No problem. The technology only feeds the tradition, promoting further invention, movement variation and another mirror on the inventor. The process mirrors the thoughts, feelings, esthetics, and images of the processor--whether on-screen or on stage--while extending the learning loop. What is thought by the choreographer is seen in the mind's eye is imprinted on the screen is learned by the dancer is remembered is experienced is performed for the viewer, and is in turn experienced by the viewer while it is remembered is imprinted is seen is thought, entering into an interfacing stream of perception and experience with the next inundation of imagery, leading us--dancer and audience alike--repeatedly and inevitably back through the body. The body is the transmitter and resonator. It contains all. No more the need to demarcate exclusive territories.
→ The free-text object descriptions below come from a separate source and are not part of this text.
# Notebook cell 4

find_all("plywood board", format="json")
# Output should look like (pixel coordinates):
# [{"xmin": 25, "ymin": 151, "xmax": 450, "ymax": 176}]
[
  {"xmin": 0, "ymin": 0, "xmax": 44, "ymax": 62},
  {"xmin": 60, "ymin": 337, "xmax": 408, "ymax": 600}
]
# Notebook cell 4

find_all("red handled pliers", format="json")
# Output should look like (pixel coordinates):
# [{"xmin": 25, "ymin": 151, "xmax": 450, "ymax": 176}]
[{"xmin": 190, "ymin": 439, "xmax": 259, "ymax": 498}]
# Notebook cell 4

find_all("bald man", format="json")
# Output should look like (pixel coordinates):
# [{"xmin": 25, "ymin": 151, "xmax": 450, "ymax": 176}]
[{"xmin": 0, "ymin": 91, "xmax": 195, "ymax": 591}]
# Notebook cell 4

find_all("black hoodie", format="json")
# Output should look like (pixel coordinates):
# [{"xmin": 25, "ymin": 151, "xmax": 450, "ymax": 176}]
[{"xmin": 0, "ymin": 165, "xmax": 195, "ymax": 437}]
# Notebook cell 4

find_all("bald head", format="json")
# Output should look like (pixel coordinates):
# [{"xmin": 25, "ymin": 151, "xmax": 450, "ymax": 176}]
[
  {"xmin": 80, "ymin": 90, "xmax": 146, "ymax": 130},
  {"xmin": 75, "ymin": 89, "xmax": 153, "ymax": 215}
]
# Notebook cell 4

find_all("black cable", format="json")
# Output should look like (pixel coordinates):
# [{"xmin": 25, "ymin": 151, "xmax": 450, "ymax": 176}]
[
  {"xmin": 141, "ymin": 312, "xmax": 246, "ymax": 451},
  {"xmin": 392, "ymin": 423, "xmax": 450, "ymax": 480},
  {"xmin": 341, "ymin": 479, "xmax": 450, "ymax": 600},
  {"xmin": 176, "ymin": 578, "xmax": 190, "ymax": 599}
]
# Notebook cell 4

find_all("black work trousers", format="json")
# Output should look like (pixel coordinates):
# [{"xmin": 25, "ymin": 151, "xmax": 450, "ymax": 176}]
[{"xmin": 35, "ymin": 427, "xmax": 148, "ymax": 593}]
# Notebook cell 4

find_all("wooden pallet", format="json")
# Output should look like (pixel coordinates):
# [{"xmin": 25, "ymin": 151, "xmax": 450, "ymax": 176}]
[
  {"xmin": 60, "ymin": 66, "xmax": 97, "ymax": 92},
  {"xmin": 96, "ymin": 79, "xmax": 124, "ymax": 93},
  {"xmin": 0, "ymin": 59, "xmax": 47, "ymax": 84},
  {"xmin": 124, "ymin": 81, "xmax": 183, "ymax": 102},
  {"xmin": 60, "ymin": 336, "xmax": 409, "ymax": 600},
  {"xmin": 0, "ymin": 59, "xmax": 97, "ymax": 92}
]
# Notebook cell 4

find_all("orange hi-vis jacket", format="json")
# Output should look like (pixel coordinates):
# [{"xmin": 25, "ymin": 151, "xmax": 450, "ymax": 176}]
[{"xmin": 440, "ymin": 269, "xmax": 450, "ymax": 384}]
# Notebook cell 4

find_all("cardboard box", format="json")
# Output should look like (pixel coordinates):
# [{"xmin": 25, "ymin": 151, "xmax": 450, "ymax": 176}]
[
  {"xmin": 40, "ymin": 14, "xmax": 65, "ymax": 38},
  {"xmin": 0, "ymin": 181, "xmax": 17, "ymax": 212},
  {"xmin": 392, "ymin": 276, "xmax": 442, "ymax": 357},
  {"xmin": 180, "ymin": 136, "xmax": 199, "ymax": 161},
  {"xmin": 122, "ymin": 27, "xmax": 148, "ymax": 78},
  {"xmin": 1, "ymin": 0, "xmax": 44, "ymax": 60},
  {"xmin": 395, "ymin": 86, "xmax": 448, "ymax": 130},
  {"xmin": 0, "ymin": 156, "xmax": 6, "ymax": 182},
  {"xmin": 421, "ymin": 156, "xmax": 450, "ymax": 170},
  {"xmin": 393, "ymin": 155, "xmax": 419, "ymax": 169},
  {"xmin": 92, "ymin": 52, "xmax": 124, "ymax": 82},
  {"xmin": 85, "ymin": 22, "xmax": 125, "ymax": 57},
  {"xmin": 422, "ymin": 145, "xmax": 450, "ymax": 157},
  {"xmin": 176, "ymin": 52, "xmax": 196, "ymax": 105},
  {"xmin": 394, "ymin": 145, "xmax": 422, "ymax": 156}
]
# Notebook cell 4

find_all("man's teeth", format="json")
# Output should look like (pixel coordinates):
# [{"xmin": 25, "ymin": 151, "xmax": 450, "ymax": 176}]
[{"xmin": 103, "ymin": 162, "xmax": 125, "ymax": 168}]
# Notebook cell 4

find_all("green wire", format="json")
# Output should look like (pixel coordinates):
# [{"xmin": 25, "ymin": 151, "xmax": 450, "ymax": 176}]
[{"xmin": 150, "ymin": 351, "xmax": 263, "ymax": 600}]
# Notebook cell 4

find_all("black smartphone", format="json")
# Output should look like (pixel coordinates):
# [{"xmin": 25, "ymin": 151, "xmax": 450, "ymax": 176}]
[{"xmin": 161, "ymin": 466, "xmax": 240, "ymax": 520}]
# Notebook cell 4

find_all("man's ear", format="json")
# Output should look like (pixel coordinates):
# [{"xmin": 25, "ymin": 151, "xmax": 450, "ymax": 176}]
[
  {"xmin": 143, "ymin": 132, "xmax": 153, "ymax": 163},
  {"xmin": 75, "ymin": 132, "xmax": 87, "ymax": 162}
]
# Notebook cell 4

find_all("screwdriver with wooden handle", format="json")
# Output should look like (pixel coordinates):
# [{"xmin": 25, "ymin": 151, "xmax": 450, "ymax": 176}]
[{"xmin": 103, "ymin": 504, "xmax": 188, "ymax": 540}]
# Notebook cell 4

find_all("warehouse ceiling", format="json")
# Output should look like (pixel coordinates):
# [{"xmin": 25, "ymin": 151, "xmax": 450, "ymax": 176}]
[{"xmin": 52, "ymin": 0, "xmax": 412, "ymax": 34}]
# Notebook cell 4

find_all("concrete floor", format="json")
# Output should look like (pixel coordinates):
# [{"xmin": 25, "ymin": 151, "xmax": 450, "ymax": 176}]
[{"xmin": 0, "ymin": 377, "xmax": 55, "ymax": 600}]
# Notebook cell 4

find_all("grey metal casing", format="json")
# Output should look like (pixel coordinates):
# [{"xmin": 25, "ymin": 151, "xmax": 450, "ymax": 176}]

The Life Forms screen makes that all too obvious, that it is only one piece of THE ACTION, one more site along the route of transmission. The body, with both its inbuilt and accessory technologies, remains the ultimate tool...to the future. To the "now".

...so little time to be born to the moment....

I suppose some of my future students will take to the computer as I once did to the violin; they will learn to tune the instrument, practice it hour upon hour in isolation facing a series of notated signals, perform on it, and make music for other bodies to interpret and appreciate. Some will set aside such an extension or appendage of the body in order to get up and dance, as I did,--compelled to engage directly with their bodies-as-animators, experiencing simultaneously the mind and muscle as instantaneous projectors and mirrors or screens upon which the unfolding imagery is printed and performed. They will learn that the impulse-as-image springs as easily from the muscle as from the brain, feeding both and annihilating the lag between the visceral and the visual. Some will learn to revel in both choreographic technologies-- whether on-screen computer progams or in-studio live action --as mutual means to discovering movement with seamless intelligence, grace and an understanding of the body's infinite potential for permutation and expression. They will learn with time and countless efforts that there is a wisdom in the dancing body which will not be betrayed by any technique or technology; rather, that wisdom, (sometimes very personal and idiosyncratic in style, sometimes more broadly accessible and universal), will be revealed and enhanced by those techniques and technologies which, in the end, serve the living, dancing figure in real space and time.

And their students, in turn, will explore new "takes" on technologies and new loopings back to the body, transforming both in a slow spiral through changing times and generations of choreographers.

My plea to future students: teach your teachers well.